Hypnotism is possibly a pseudoscience. Mass hypnosis has been
relegated to the realm of conspiracy theory kooks. Mind control is
the content of science fiction and for anyone smarter than one of
Pavlov’s drooling dogs it is not hard to see that it is an
oversimplification, a term used to describe the practices and beliefs
of people who differ radically from your own point of view. It
is too complicated for some to grasp the idea that Asian or Russian
people are different from Americans because we live in geographically
distinct regions of the world. We grow up in different cultures,
speak different languages, and are the products of different
histories.

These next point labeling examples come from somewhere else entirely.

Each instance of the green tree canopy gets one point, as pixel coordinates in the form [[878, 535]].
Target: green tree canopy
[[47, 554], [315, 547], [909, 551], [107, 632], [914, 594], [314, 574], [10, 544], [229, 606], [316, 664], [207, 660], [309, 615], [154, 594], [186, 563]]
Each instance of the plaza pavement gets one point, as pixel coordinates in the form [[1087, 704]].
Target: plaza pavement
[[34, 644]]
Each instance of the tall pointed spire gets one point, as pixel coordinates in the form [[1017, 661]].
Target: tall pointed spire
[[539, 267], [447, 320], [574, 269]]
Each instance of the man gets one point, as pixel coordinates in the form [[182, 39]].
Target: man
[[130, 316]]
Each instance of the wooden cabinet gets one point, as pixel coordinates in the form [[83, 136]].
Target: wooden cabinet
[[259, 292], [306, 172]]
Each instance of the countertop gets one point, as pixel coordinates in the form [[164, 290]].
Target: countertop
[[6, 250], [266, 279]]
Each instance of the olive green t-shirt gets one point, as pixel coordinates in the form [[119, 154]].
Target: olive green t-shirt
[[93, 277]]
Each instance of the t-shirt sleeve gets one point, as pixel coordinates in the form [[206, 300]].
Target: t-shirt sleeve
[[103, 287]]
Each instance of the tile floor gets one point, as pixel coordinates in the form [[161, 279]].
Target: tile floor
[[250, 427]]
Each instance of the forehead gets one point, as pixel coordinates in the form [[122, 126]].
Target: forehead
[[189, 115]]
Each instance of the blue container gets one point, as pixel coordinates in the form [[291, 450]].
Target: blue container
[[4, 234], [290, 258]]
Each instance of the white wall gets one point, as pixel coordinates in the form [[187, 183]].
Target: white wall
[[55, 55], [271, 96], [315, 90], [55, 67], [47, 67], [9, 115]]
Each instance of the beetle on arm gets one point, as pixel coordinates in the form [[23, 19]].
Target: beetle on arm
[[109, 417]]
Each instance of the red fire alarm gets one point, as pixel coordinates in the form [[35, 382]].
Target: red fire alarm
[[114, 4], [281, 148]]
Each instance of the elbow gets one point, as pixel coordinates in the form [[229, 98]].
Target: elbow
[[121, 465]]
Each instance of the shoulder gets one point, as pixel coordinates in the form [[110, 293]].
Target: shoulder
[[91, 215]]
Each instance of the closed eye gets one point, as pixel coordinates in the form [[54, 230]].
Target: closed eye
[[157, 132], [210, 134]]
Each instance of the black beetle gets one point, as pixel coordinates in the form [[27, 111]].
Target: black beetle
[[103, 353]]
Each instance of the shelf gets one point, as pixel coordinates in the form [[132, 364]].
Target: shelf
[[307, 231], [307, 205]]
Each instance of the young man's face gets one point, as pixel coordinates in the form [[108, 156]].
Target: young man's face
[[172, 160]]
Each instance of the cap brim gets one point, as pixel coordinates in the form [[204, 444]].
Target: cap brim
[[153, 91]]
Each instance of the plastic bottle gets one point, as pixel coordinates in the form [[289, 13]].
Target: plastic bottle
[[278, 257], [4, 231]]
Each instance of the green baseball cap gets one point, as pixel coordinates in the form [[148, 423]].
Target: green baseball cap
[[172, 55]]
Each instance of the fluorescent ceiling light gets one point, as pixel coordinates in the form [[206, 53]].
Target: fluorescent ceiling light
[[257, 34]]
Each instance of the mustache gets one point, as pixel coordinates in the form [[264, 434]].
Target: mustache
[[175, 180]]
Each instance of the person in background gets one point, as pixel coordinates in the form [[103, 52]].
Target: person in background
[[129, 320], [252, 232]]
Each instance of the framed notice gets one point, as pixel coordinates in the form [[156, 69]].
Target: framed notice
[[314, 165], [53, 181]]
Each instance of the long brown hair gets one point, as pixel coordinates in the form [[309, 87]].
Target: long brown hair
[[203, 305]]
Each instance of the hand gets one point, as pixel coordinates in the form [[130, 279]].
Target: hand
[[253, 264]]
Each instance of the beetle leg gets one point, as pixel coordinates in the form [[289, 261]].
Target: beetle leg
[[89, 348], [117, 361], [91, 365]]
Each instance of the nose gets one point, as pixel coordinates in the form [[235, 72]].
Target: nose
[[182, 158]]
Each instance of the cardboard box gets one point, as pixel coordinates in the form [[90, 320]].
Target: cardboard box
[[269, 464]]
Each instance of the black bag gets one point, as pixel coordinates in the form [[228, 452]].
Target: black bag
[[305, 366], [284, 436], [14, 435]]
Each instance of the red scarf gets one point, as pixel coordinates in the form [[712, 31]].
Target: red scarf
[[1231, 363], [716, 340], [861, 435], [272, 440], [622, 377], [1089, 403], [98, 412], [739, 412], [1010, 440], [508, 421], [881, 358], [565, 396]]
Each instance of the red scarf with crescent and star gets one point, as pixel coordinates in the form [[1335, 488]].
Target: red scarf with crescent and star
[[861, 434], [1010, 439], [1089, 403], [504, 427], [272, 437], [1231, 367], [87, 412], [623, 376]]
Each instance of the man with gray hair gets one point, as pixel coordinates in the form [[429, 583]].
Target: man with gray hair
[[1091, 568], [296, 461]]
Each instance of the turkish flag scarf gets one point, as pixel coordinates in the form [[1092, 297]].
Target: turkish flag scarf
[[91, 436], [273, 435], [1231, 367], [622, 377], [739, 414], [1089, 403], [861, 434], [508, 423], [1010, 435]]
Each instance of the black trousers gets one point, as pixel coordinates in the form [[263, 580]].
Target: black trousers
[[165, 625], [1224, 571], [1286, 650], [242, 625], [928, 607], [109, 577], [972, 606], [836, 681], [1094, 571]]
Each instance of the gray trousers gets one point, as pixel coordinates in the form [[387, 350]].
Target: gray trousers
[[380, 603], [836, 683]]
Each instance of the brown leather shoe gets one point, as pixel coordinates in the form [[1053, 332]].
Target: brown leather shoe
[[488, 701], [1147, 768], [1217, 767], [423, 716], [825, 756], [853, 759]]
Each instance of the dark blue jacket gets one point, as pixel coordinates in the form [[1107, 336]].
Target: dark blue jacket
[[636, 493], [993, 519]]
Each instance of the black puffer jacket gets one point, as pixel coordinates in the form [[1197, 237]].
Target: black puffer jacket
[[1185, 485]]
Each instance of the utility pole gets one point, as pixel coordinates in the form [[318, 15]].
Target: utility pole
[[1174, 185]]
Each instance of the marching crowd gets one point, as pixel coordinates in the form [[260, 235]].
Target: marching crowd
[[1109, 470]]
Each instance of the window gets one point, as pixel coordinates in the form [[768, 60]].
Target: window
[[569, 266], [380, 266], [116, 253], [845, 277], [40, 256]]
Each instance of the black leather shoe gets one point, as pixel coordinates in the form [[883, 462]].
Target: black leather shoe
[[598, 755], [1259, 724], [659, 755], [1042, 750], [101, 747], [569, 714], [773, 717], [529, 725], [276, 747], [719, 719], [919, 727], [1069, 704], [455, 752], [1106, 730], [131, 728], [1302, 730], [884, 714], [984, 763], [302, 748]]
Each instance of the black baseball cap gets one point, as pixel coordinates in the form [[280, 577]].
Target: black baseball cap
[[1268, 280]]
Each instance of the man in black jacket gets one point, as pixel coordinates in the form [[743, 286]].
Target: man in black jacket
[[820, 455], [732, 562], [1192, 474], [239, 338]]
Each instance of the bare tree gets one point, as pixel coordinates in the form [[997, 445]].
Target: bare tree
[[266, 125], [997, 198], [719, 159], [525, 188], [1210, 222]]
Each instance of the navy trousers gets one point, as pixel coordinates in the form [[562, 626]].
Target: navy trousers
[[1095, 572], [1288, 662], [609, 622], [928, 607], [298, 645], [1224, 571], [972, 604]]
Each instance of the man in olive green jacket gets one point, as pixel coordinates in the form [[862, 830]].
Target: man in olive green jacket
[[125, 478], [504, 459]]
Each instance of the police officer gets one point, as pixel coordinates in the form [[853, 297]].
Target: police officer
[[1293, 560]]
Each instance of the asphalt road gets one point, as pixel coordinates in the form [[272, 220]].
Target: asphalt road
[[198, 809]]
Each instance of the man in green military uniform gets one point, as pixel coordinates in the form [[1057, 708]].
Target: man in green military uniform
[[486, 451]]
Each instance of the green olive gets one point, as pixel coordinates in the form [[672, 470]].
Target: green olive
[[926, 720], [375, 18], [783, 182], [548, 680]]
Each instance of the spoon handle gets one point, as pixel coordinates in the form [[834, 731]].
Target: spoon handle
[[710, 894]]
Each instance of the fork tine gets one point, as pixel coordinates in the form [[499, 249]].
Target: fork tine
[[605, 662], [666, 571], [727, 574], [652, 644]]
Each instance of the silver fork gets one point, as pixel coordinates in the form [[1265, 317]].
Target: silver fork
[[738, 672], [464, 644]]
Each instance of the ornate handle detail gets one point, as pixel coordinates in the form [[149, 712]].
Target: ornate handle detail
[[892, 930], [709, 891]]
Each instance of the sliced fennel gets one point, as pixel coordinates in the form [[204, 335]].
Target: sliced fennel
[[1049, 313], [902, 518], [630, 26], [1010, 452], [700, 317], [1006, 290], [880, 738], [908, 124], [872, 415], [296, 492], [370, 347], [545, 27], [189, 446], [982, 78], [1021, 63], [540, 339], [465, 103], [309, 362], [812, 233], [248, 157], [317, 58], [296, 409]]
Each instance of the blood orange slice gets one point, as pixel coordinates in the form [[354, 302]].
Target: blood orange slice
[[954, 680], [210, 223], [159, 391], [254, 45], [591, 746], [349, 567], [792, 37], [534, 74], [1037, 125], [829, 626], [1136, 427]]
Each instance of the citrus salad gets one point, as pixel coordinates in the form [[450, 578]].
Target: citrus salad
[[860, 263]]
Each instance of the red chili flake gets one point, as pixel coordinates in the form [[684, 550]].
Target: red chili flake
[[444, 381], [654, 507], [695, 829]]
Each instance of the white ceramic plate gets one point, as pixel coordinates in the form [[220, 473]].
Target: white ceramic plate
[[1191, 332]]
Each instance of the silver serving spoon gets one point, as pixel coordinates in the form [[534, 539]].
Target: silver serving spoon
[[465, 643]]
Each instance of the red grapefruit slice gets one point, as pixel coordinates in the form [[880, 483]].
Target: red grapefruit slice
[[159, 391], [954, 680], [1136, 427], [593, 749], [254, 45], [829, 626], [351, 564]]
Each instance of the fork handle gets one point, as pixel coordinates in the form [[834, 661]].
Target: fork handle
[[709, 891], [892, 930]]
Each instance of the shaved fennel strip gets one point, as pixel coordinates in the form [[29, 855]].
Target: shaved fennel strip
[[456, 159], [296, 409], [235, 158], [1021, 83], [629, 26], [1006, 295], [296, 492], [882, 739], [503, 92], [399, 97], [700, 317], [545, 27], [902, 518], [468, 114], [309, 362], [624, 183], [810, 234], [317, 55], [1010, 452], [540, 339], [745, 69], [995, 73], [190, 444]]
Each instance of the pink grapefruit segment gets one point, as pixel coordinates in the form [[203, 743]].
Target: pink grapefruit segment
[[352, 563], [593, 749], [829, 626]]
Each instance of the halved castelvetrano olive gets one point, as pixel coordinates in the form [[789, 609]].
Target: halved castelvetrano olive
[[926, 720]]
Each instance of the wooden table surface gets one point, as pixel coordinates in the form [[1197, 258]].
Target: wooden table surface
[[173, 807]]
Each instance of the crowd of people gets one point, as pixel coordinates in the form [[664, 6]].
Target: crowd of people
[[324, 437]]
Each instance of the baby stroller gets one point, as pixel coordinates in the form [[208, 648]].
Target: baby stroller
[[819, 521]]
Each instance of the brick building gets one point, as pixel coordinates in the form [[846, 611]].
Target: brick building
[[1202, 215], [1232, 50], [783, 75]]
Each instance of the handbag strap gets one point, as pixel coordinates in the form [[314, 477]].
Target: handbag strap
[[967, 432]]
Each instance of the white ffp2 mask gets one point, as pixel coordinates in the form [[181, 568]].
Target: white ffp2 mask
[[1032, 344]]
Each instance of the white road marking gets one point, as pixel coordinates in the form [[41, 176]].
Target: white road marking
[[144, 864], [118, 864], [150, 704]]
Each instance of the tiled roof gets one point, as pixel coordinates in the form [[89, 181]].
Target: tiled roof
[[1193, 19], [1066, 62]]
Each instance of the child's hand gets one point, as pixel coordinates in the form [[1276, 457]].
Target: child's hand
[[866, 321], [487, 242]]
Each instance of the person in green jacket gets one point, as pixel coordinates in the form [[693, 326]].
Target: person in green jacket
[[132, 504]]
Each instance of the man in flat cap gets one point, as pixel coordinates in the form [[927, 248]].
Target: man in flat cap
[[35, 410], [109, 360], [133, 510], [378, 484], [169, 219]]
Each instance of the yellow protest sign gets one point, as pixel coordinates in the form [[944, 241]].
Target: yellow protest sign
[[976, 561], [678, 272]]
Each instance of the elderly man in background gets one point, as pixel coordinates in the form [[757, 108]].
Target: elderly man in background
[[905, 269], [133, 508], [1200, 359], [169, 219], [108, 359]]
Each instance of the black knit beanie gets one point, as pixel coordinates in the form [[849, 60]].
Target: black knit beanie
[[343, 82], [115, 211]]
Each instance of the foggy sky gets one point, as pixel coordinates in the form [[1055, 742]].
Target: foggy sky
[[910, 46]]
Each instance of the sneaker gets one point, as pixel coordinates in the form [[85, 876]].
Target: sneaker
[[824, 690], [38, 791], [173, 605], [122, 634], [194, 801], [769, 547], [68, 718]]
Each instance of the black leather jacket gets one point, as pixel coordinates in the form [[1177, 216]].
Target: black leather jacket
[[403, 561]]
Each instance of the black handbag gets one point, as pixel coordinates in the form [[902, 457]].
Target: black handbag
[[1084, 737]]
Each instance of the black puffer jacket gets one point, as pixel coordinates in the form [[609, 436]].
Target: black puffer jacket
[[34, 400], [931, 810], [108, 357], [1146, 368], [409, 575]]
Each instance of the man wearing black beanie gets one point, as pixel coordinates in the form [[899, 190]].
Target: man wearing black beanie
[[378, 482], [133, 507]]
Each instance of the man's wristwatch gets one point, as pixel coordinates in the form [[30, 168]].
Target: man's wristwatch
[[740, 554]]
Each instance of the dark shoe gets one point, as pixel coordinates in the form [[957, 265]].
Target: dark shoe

When
Chinese or Korean communists give evasive answers to questions, speak
indirectly, drop hints, or use face-saving behavior, it is not
because they are sneaky or dishonest; it is because those are
ordinary communication styles for Asian people and other cultures
that are defined as “high-context” by sociologists. This
reality is too complex for many people to understand so it is easier
to say they have been brainwashed and leave it at that. Then again,
there are times when most humans do seem to be little more than
trained animals.
Edward
Hunter’s Brainwashing
is
a work of propaganda. The Chinese communists are always ugly,
vicious, and
tricky
but never smart enough to see that the morally upright Americans are
always outwitting them. Stereotyping, demonizing, and vilifying the
enemy is a common propaganda technique, one that is abundant in the
pages of this book. At one point the author address the moral
conflict some soldiers might feel about lying to their interrogators
to protect American military information. He says it is morally
acceptable because deceit is a necessary part of war. He
deliberately neglects to mention that the authorities’ deceit of
the people on their own side is a part of that equation. Do not make
the mistake of thinking that the leaders of your own country are more
righteous than the leaders of any other country because the are not.
The style may be different but the result is the same. You can choose
to be a dupe for communists or you can choose to be a dupe for
capitalists but either way you are nothing more than a dupe in the
end.
Brainwashing
is,
however, an interesting sample of Cold War propaganda. It
is also an interesting window into the mindset of the American
government. You can use it to familiarize yourself with propaganda
techniques and be all the wiser in the end. Poke holes in Hunter’s
flimsy theories and watch this house of cards collapse.
Hunter, Edward. Brainwashing. Pyramid Books, New York: 1956.